La devise républicaine " liberté , égalité , fraternité " ainsi que le souligne paulotlet contient des idées qui ne sont pas contradictoires : peut-il y avoir liberté sans égalité , et sans fraternité , l'égalité et la liberté n'ont-elles pas de limites ?
Bien sur le personnage de Fred Barthélemy est une fiction mais non sans chair réelle ..... il se dit sur la toile en cherchant bien qu'il serait une sorte de mélange entre Henry Poulaille et surtout Marcel Body ( avec le B et le Y de Barthélemy ) .
Pas forcément objectif , le rédacteur de ces quelques lignes , vu les opinions affichées sur son profil , j'en conviens , mais ni Ragon , ni les libertaires ( en général ) , ne font de prosélytisme , ne cherchent à convertir à une doxa , ne se réclament de la perfection . Ragon le dit ainsi , dans ( La voie libertaire ) : la voie libertaire n'est pas confortable . Elle est , puisque minoritaire , la voie de la solitude et du doute ...... dés lors pourquoi aiguiller les autres sur ce chemin inconfortable ? Il est mieux de suivre sa voie et si d'autres ont de l'empathie avec votre démarche , accompagnons-les fraternellement en les laissant libres de se tromper en prenant les raccourcis ou les chemins buissonniers de leur choix . C'est un peu dans cette optique que Ragon nous relate la vision des " vaincus " ( décidément , j'ai du mal avec ce terme ) .

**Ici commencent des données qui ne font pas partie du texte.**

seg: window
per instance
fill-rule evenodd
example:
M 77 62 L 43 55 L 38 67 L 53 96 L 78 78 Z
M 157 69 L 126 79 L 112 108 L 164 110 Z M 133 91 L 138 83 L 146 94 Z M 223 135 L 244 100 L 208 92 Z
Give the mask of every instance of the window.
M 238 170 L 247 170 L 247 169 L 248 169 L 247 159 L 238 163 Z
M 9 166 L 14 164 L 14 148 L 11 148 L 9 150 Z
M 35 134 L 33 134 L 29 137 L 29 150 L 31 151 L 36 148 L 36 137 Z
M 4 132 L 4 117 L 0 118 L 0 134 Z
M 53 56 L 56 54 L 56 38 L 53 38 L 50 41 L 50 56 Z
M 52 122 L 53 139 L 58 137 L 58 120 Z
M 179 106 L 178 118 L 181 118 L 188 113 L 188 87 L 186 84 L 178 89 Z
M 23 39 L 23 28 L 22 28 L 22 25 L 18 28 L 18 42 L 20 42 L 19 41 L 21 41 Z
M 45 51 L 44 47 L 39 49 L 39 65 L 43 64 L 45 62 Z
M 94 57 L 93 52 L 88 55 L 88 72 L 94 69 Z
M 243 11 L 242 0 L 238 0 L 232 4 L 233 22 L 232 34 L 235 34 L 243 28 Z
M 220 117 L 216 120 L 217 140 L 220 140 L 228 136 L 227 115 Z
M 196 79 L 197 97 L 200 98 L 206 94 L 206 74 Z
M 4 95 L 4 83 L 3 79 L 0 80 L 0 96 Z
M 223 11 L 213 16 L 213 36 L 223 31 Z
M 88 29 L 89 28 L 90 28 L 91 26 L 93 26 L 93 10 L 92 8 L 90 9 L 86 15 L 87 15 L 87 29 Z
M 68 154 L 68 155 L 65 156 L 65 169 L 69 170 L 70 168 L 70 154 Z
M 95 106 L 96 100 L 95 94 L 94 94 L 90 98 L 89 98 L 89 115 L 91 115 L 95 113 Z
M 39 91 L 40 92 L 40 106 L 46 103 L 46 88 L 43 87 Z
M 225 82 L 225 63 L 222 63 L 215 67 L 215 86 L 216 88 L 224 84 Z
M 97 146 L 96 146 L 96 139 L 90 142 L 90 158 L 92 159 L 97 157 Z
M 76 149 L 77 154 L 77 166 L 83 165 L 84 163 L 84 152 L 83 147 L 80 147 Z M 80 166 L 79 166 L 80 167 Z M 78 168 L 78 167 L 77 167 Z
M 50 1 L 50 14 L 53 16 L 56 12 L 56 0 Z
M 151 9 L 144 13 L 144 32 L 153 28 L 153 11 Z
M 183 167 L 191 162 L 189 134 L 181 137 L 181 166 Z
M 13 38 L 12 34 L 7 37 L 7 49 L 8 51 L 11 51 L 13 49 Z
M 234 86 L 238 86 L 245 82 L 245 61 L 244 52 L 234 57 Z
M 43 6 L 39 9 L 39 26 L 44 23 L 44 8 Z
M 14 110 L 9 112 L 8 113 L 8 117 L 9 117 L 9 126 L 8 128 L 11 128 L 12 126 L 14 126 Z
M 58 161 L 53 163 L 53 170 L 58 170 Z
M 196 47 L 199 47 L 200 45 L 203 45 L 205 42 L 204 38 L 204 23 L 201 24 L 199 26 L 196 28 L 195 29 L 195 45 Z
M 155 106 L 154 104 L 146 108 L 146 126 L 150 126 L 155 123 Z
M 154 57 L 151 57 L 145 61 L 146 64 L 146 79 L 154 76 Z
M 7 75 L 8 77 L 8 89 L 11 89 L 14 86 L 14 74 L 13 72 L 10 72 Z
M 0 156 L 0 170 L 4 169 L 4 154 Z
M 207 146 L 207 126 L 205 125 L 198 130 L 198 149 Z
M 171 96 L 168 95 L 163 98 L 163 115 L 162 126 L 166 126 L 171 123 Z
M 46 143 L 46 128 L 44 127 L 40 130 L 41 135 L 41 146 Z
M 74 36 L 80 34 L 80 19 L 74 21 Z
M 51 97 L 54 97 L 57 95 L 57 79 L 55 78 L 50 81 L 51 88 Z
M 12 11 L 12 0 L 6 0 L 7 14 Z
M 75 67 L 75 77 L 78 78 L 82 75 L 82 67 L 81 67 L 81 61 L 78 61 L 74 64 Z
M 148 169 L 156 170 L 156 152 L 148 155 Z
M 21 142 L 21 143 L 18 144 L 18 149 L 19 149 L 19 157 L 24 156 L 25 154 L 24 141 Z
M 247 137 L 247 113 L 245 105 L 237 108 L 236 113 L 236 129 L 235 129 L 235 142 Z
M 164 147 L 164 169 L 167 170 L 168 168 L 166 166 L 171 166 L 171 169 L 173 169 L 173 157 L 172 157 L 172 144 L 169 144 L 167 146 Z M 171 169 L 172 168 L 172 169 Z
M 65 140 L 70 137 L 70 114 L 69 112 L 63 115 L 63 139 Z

En début de livre Fred par sa faim de lecture copine avec un vieux bouquiniste , ce n'est pas à vous , babéliotes , qu'il faut expliquer ce que cela représente de chance et de bonheur ! ..... sur ses vieux jours Fred devient libraire , il transmet à ceux qui le fréquentent , ce que les livres lui ont donné .... un bon parcours d'autodidacte convaincu de l'acquisition des connaissances par ce biais .
Ayant moyennement apprécié " Un si bel espoir " de Ragon , c'est babélio qui m'a mis sur la piste de " La mémoire ... " , comme un juste retour des choses , je me trouve doucement contraint de vous inciter à lire ce livre et s'il vous convient , d'en faire autant . La lecture des 12 pages du prologue vous diront à peu de peine si le livre , entre vos mains , vaudra la peine que vous en poursuiviez la lecture . La première de couverture ( illustrée avec le tableau " il quarto stato " de Guiseppe Pelizza da Volpedo , s'il vous attire l’œil attisera votre appétence . Enfin , si le goût de l'histoire , la véritable , pas celle des " vainqueurs " vous tente , l'affaire est dite .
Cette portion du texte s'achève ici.